There’s no denying that China's high-speed rail service has had an adverse effect on airlines' domestic business, with one insider adding that heavy taxes and fees imposed on Chinese airlines "seriously restrain" their capability for sustained growth. In general terms, high-speed rail services most affect competition with flights of less than 500 kilometers. And of course, cities that are getting high-speed rail services are also the most profitable for China’s airlines. All three of the major state-owned airlines have cited high-speed rail as a major factor affecting their bottom lines. So, joint ticketing between airlines and high-speed rail could perhaps be a way forward for the industry.

In many parts of the world where major cities lie in close proximity to one another, air traffic congestion is a serious problem. This is especially true in Europe, where flight delays appear more and more to be the norm during the summer months, due to the sheer volume of flights between burgeoning hubs and secondary airports, irrespective of strike action, which is also becoming boringly predictable.

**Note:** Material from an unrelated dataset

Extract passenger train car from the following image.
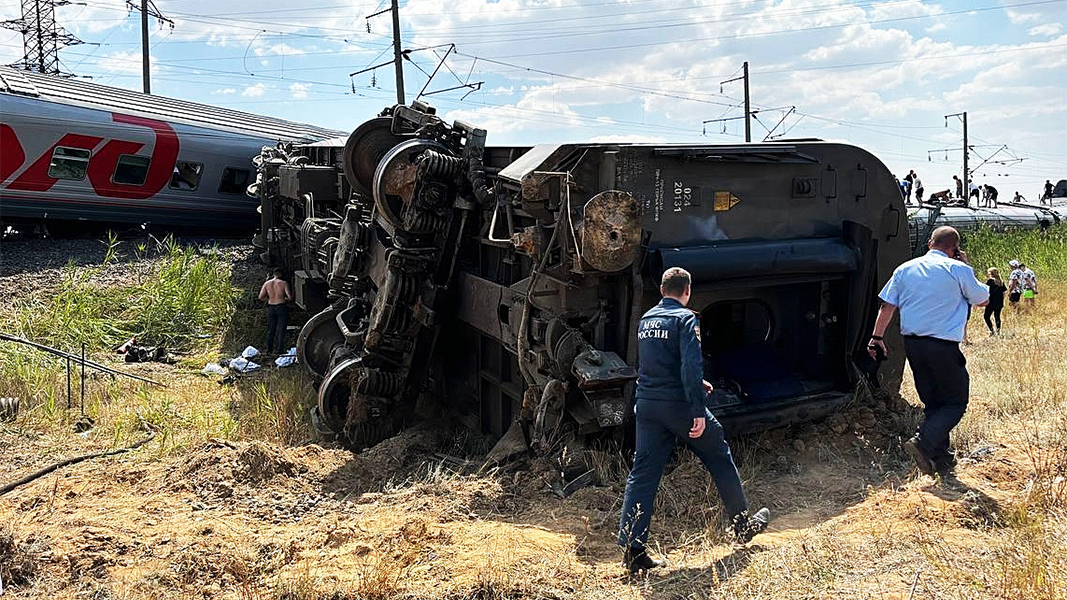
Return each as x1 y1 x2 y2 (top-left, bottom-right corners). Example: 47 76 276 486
0 67 340 233
907 202 1067 256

There is nowadays a “perceived wisdom” that travelers are happy to consider a rail journey of up to three hours as an acceptable alternative to air travel, so long as there is the same degree of comfort and the two are seamlessly connected. France is a prime example in Europe of how such cooperation can work.

The French government long ago realized the advantages of having excellent transport links and subsidizes what it regards as the transport backbone of the country. In the past 20 years it has built 1,500 kilometers of high-speed rail tracks between Paris and major regional cities, as well as to Brussels, on which it operates TGV trains (Trains à Grande Vitesse) at speeds up to 300 kmh.

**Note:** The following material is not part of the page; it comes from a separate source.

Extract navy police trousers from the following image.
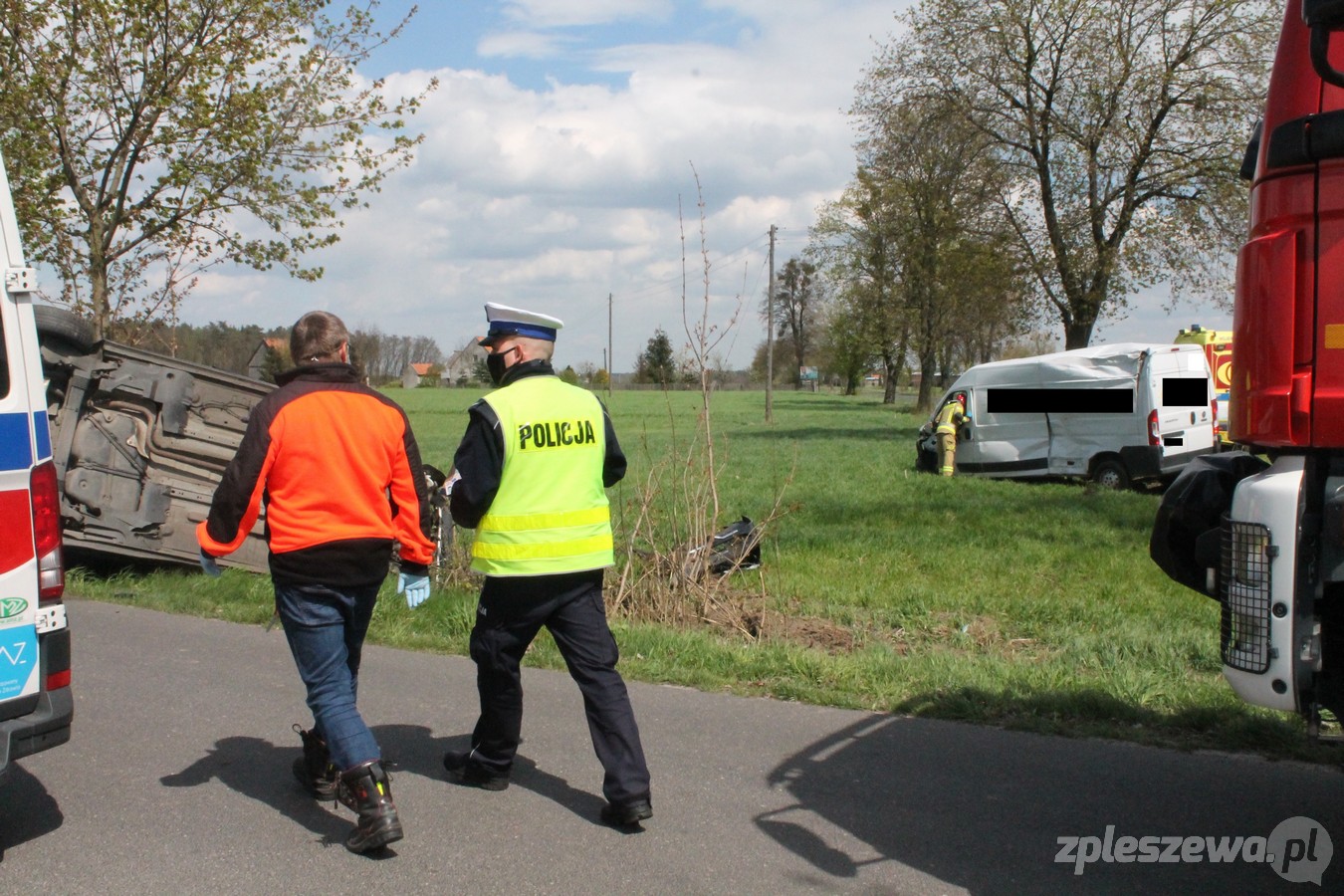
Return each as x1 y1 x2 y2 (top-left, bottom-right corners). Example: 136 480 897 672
471 569 649 804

It is also becoming less economical for airlines to fly short sectors, because of high landing fees, which cancel out a large portion of their profits. And if the take-off and landing slots can be used for long haul routes instead of being “wasted” on these short haul flights, more profitable international services can be substituted. In addition, holding patterns near crowded airports that drain fuel can be avoided, reducing pollution, and pleasing environmentalists. Truly a win-win situation!

Back in China, a whole load more high-speed rail lines are due to open at the end of this year, meaning that the airlines will face increasing competition from 2013 onwards. Would it not make a lot of sense for some of the feeder flights presently serving regional airports to be replaced by rail links and let the airlines concentrate on the more profitable longer routes?

More important, why couldn't the same transport operator run both trains and planes? Even though the technology is different, the business is basically the same: transporting passengers from A to B; and in a hub-and-spoke network, it would make sense for an airline to control its feeder markets, whether by air or rail.

Although the industry appears on the one hand to be hurting very much at the moment, there is obviously light at the end of the tunnel, given that some of China’s airlines have recently been trying to recruit elite foreign pilots from the US to meet their growing demand as the industry gains momentum. It is reported that more than 10 airlines have joined this hunting activity in the US over the past three months, and large-scale job fairs have been held in Miami and Las Vegas, attracting more than 1,000 applicants to fill around 200 posts at China's airlines, according to ABC. The number of pilots in China is also expected to increase from 24,000 to 40,000 by 2015, according to the 12th Five-Year Plan issued by the Civil Aviation Administration of China.

On a very small scale, the arrival of the metro system in Dubai three years ago, with stations at two of the three airport terminals, revolutionized transportation in the UAE almost overnight. Even on Britain’s creaking rail network (which surely would have been consigned to the knackers’ yard if it had been a horse), the provision of stations actually inside airports makes for a sensible alternative to hub-and-spoke flights around the country.

It is therefore to be hoped that cooperation will be actively encouraged between China’s high-speed railways and the airline companies for the mutual benefit and prosperity of the country at large.